By: Dr. Geoffrey Modest
A rather disturbing article was published on trends in the ambulatory management of headache (see DOI: 10.1007/s11606-014-3107-3). This analysis looked at a nationally representative sample from the National Ambulatory Medical Care Survey and National Hospital Ambulatory Medical Care Survey (not including ER visits) and excluded those patients with red flags (neurologic deficit, cancer, trauma), with the following findings:
–9362 visits for headache assessed, which represents 144 million visits over the study period of 1999-2011
–mean age 47, 75% female, 75% white
–use of CT/MRI rose from 6.7% of visits in 1999-2000 to 13.9% in 2009-10. The report did not differentiate CT vs MRI.
–referrals to other physicians rose from 6.9% to 13.2%
–but, clinician counseling declined from 23.5% to 18.5% (counseling includes: lifestyle modification, diet/exercise counseling, stress management, discussing potential psychosocial influences on headache)
–use of preventive medications increased from 8.5% to 15.9%
–use of opioids/barbiturates remained unchanged at 18% (which is higher than use of NSAIDs/acetaminophen, which was steady at about 16%, though triptans/ergots rose from 9.8 to 15.4%)
–trends not different if adjust for migraine vs nonmigraine headache, or acute vs chronic presentation
–primary care physicians (PCPs) had lower odds of ordering CT/MRI, though there was a parallel increase over time
In this context, Choosing Wisely published 5 suggestions in 2013, after this study period but highlighting previously circulated guidelines (see here), of which 2 were:
–Don’t perform neuroimaging studies in patients with stable headaches that meet criteria for migraine. Numerous evidence-based guidelines agree that the risk of intracranial disease is not elevated in migraine. However, not all severe headaches are migraine. To avoid missing patients with more serious headaches, a migraine diagnosis should be made after a careful clinical history and an examination that documents the absence of any neurologic findings such as papilledema. Diagnostic criteria for migraine are contained in the International Classification of Headache Disorders.

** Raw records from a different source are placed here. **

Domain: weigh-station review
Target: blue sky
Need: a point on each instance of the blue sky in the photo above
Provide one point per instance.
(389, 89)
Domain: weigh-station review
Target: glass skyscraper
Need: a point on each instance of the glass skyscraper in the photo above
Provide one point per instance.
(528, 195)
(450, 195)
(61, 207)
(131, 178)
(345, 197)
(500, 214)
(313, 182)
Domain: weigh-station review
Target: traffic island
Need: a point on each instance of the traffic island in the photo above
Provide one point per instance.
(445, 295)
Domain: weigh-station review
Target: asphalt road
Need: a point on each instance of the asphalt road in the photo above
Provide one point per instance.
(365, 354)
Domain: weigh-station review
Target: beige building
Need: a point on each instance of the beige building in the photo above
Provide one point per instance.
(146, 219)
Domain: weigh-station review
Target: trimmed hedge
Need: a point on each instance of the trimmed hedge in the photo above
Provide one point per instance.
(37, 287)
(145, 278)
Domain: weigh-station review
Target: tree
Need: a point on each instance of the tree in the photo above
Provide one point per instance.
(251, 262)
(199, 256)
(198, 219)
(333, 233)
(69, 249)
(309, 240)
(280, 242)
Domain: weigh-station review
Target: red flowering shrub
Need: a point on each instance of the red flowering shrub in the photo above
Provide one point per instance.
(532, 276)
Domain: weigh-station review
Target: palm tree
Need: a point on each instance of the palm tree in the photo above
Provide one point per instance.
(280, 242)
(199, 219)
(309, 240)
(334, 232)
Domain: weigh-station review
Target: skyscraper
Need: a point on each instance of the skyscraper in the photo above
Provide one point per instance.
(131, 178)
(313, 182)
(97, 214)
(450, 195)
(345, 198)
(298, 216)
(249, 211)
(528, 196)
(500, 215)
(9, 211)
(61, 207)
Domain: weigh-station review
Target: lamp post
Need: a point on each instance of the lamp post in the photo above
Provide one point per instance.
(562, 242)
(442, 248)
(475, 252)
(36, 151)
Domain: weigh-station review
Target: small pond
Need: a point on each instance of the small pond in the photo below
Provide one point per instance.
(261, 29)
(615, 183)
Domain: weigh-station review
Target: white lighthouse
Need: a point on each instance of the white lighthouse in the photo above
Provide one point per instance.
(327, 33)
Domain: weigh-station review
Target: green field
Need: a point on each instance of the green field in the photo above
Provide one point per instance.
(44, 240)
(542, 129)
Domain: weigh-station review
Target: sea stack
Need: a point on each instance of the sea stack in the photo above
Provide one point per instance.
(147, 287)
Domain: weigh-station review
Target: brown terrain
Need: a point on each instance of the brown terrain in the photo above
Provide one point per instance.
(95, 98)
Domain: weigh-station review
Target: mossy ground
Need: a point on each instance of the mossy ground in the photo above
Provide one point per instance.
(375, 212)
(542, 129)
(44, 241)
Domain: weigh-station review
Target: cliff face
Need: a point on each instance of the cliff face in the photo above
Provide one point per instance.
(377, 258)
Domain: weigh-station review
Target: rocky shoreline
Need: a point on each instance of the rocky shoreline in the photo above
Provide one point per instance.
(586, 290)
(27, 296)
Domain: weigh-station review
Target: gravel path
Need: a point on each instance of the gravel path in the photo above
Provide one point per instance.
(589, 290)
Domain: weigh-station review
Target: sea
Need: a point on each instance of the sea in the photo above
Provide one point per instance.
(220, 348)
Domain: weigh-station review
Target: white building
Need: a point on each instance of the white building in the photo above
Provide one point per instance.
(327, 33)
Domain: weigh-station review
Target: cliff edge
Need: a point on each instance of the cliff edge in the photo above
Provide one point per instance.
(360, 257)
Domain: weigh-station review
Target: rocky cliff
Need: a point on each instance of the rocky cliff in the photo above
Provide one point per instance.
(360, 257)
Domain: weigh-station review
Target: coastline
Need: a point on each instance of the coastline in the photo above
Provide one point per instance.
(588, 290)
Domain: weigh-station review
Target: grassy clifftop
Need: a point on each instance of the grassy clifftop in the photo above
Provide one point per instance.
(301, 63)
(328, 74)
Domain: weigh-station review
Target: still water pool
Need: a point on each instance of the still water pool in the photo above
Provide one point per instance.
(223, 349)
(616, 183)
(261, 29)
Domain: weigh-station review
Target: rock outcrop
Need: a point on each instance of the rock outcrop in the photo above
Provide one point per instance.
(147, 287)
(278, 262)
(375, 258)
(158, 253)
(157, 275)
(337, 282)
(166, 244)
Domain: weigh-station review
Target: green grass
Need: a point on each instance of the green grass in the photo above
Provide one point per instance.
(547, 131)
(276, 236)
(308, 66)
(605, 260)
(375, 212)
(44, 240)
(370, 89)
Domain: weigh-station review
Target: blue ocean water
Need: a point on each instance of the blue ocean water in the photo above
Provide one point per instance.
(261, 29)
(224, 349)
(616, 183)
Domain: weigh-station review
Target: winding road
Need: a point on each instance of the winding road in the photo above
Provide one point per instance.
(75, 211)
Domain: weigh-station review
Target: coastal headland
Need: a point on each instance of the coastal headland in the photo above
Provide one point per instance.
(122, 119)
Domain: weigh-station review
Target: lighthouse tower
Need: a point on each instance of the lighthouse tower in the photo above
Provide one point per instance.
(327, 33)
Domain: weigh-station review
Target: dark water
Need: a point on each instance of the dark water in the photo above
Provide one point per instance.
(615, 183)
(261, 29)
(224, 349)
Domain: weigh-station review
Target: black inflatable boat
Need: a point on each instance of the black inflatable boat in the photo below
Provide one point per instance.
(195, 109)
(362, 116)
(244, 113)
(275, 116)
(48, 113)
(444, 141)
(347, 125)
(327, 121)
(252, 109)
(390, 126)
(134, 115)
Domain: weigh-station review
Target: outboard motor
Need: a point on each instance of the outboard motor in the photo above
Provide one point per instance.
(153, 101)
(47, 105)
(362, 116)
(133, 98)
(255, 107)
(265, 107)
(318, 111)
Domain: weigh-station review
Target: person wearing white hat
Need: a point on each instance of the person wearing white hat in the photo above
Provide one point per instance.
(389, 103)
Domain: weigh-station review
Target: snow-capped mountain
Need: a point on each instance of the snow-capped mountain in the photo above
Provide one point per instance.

–Don’t prescribe opioid or butalbital-containing medications as first-line treatment for recurrent headache disorders. These medications impair alertness and may produce dependence or addiction syndromes, an undesirable risk for the young, otherwise healthy people most likely to have recurrent headaches. They increase the risk that episodic headache disorders such as migraine will become chronic, and may produce heightened sensitivity to pain. Use may be appropriate when other treatments fail or are contraindicated. Such patients should be monitored for the development of chronic headache.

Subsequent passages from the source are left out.